Second, although the government is correct that the Court engaged in discussion with counsel outside of the presence of the jury on the issue of materiality, see id. at 6, the government is incorrect in asserting that "this Court made clear that it believed that the government had introduced sufficient evidence to show materiality," id. at 10. The Court expressed a variety of opinions as to the strength of the government's case, which included stating, "I don't even know [whether] you have any testimony in the record, really, that goes to, quote, the 'materiality' of the statements," RT (7/11/11) 151, and voicing skepticism about the idea that the government would not call a murderer as a witness, or use one as an informant, because "we don't find our informants in churches," id. The Court endeavored to articulate the government's theory of materiality in order to help it understand the government's case, see Opp'n at 6-7, but it never ruled that the government had proven that element.

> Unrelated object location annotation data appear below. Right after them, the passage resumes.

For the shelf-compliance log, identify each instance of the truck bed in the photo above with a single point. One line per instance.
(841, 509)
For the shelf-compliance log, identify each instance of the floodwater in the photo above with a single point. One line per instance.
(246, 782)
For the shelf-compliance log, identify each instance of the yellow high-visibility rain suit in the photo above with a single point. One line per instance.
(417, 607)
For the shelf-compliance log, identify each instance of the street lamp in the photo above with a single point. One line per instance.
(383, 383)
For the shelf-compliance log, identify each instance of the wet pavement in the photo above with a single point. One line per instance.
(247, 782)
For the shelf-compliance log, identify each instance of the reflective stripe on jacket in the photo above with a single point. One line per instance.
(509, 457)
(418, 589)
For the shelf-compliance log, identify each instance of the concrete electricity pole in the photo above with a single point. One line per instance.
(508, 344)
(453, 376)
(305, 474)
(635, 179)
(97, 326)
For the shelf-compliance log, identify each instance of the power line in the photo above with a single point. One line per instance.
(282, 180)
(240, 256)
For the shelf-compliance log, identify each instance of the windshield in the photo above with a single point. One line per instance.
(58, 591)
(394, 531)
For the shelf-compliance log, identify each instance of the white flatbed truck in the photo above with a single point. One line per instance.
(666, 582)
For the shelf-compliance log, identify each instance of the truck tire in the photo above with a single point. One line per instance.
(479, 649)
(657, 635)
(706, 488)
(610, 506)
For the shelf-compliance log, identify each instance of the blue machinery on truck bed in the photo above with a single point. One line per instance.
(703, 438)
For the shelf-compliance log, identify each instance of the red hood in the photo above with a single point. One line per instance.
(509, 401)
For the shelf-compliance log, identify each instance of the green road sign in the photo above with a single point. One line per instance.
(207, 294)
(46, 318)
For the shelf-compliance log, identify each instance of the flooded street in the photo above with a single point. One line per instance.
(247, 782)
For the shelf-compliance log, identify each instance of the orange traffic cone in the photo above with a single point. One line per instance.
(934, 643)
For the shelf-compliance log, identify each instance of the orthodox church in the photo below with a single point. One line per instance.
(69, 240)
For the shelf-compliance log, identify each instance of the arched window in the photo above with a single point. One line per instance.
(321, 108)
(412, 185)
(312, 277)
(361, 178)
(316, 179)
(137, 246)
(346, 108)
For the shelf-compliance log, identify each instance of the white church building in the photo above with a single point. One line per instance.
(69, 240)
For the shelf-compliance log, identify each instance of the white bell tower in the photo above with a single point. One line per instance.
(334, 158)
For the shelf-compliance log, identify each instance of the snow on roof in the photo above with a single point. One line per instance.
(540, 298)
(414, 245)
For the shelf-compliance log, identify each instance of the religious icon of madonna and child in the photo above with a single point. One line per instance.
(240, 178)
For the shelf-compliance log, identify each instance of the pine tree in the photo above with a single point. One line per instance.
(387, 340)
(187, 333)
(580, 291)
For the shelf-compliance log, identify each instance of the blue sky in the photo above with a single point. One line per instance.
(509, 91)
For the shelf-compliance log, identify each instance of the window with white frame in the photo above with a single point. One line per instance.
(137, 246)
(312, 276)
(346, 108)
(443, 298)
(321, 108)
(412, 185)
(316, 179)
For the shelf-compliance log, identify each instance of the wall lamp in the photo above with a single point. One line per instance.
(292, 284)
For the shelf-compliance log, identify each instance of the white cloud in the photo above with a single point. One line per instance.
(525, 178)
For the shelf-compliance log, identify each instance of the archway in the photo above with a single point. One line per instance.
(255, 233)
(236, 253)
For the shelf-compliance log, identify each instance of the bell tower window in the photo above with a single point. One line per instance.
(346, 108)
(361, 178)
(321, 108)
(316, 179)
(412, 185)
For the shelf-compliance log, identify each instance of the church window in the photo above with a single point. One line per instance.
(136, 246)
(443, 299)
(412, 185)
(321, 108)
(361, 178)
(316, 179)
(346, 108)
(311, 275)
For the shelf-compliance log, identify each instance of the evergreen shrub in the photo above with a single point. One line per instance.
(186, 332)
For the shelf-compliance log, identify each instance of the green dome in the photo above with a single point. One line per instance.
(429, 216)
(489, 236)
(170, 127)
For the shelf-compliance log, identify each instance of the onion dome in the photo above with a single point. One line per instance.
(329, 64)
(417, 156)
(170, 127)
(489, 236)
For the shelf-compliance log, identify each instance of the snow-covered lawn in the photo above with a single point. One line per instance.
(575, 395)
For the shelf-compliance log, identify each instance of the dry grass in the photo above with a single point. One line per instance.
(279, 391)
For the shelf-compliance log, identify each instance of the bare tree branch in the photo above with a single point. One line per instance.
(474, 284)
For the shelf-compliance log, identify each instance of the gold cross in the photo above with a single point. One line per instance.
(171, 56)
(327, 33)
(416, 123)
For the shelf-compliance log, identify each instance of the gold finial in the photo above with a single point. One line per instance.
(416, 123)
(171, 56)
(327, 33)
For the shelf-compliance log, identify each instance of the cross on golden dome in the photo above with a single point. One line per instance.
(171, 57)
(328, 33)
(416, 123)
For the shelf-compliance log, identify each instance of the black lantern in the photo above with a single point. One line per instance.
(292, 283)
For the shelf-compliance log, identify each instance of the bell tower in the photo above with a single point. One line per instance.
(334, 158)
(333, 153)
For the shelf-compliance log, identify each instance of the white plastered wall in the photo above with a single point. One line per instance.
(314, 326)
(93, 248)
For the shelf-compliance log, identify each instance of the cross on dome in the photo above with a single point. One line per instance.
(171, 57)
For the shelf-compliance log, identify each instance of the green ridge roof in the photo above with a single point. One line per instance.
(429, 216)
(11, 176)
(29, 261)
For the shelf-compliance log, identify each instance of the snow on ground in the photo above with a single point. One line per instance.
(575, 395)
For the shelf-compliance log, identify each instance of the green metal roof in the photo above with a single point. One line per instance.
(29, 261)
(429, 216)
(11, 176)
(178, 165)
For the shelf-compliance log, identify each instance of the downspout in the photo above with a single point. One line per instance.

For Acosta's trial counsel not to bring a Rule 29 or Rule 33 motion due to the Court's various comments would have been objectively unreasonable. Even if the Court "had already expressly made clear that it thought that the government had proved materiality," see Opp'n at 11, which it did not, Acosta's trial counsel should nevertheless have brought the motion to preserve the issue for appeal. See United States v. Reyes, 510 F. Supp. 150, 153 (D. Ariz. 1981) ("The object of a motion for a new trial is both to give the trial court the chance to correct errors in the proceedings if any, and to preserve such errors for appeal."). This is particularly so when it would have taken about 20 seconds to make an oral motion. The government conceded at the motion hearing that one factor the Court could take into account in assessing whether it was reasonable not to bring such a motion is how much time and effort would be involved in bringing the motion. Tr. (12/14/11) 8-9. Although it is not always ineffective assistance to fail to file such a motion, see, e.g., James v. Borg, 24 F.3d 20, 27 (9th Cir. 1994) (failure to bring a futile motion not ineffective assistance), it was here, particularly in light of the obvious flaws in the government's case, discussed below. The failure to bring the motion was therefore objectively unreasonable.

Accordingly, the Court finds that Acosta's delay in filing his motion was due to excusable neglect under Rule 45. Having concluded that the motion is timely, the Court now turns to its merits.

B. The Federal Prosecutor Theory of Materiality

The first argument Acosta makes in his motion is that the evidence was not sufficient to support a conviction on the theory that his false statement was material to the federal prosecutors preparing the MS-13 trial. The Court agrees.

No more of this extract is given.